■ドッグ・オヴ・ベイ / Otis Redding (Volt / 日本グラモフォン)
私が初めてオーティス・レディングを意識した最初の曲が、いみじくも、この天才ボーカリストの遺作でした。原曲タイトルは、(Sittin' On) The Dock Of The Bay ♪♪~♪
それは昭和43(1968)年の初夏のことで、既にオーティス・レディングが飛行機事故で亡くなっていたことは当時、人気があった朝の若者向けワイドショウ「ヤング720 (TBS)」等々からの情報で知ってはいたのですが、実際にオーティス・レディングの歌をリアルタイムで聴いたのは、これが初めてだったのです。
そして一聴、妙に達観しているというか、不思議な哀しみが滲み出た歌唱に???
というよりも、当時の黒人大衆音楽、所謂R&Bは強いビートをベースにしながらも、例えばモータウンに代表されるスマートでメロディアスなポップス系か、もしくはウィルソン・ピケットやサム&デイヴのようなワイルドで熱い魂の叫びが魅力のギトギト系の二通りしか、私は意識していませんでした。
もちろん実際には、もっと多彩な楽しみが、黒人音楽にはあったわけですが……。
そこで、この曲はイントロの波のSEから、真摯でジェントルな歌い出し、そして強いビートとメロディ優先主義の演奏が、ジワジワと胸に迫ってくるという感じでした。
実は告白すると、私はオーティス・レディングがそれまでに大衆を熱狂させていた、あの強烈なソウル魂が溢れる歌は、聴いたことがありませんでしたから、それが結果的に良かったのかもしれません。
というのも、後追いで聴いたオーティス・レディングの熱唱名演の数々とは、明らかに異質なスタイルが、ここに楽しめるからです。

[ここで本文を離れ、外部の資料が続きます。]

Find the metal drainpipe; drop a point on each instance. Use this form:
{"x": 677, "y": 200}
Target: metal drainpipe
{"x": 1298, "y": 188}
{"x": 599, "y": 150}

おそらくデビュー当時からオーティス・レディングを聴き続けてきたファンの皆様ならば、大いに違和感を覚えたんじゃないでしょうか?
しかしそれにしても、この録音に関しては、セッション終了後の週末巡業中に飛行機事故で急逝……、という事実を鑑みても、歌詞の内容が意味深すぎます。
故郷を遠く離れた老人が独り、サンフランシスコの夕日の港で、海を眺めて物思い……。
後で知ったことですが、オーティス・レディングの歌は圧倒的にラブソングが多いのですから、こんな人生のせつない終焉を歌った曲が遺作になるとは、あまりにも出来すぎで、絶句するしかありません。
もちろん当時は中学生だったサイケおやじには、歌詞の意味も、その重さも、リアルタイムで理解していたはずもありませんが、この物悲しい雰囲気には非常に胸を熱くさせられました。
これも、ソウルミュージックの魅力なんですねぇ~。
そして当然ながら、速攻でこのシングル盤を買い、オーティス・レディングを追いかけ始めたわけですが、やはり聴くほどに早世が悔やまれてなりません。
ちなみに最近、有名人の訃報が連続にあって、本日は朝から、このシングル盤を聴きたくなったわけですが、やはり先ごろ天国へ召された忌野清志郎のキメ台詞「愛しあっているかい?」は、オーティス・レディングがオリジナルとされています。
それは1967年のモンタレー・ポップ・フェスティバルに出演したオーティス・レディングが、歴史的な熱唱となった「I've Been Loving You Too Long」を歌い出す前のMCの一節として、そのドキュメント映画に残されていますが、そこで字幕に「愛しあっているかい?」が出るのです。
ただし残念ながら、現在のソフトでは別に訳されているそうですが……。
それはそれとして、オーティス・レディングは映像作品も様々に出ておりますので、その熱いパフォーマンスにもシビレて下さいませ。
とにかくオーティス・レディングの影響を受けた歌手や音楽家の存在は限りなし!
享年26歳、しかし、その天才は永遠に不滅です。
コメント、ありがとうございます。
RCの2ndアルバムに収録された「2時間35分」は、モロにスタックス系R&Bしていましたですね♪
清志郎はジェームス・ブラウンやオーティスが大好きだったのですが、同時にブルースマンでもありました。
歌詞が最高なんですよねっ♪
名曲「スローバラード」でも、ふたりは「似た夢」しか見ないという表現は圧巻だったと思います。